みすず書房

「ニイチェに憧れながら、ついにニイチェにはついて行けず、深い〈喪失〉感に陥る。そのニイチェ的メタフィジックの〈喪失感〉と〈日本への回帰〉は、この詩人のもとに一度に手を携えてやってきた。しかし朔太郎は〈日本への回帰〉で、必ずしも単純な国粋主義を唱えたわけではなかった。彼は〈西洋的なる知性〉をもって〈日本の青春性〉を見なおそうと提唱したのだ。こうしてぼくは、朔太郎の想定した〈日本への回帰〉を正当に実現したのは、意外なことに『旅人かへらず』の西脇順三郎ではないかという仮説を立てた」(〈日本への回帰〉とは何であったか)。

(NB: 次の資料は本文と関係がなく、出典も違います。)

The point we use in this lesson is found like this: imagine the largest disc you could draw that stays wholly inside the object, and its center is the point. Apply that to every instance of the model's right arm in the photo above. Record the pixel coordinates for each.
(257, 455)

日本の近現代詩人たちは第二次世界大戦にたいしていかに向き合い、どう対処したのか? 日本の近代詩を代表する朔太郎はこの悲惨にたいして、どのような姿勢を示したか? モダニズムや保田与重郎、ボードレール、西脇順三郎・戸坂潤・瀧口修造などを論じつつ、著者は朔太郎の〈本音〉が奈辺にあったかを追尋してゆく。朔太郎の軌跡を辿りながら、自らの戦中・戦後体験を踏まえてなされる著者の言説に、今こそ、耳を傾けるべき秋であろう。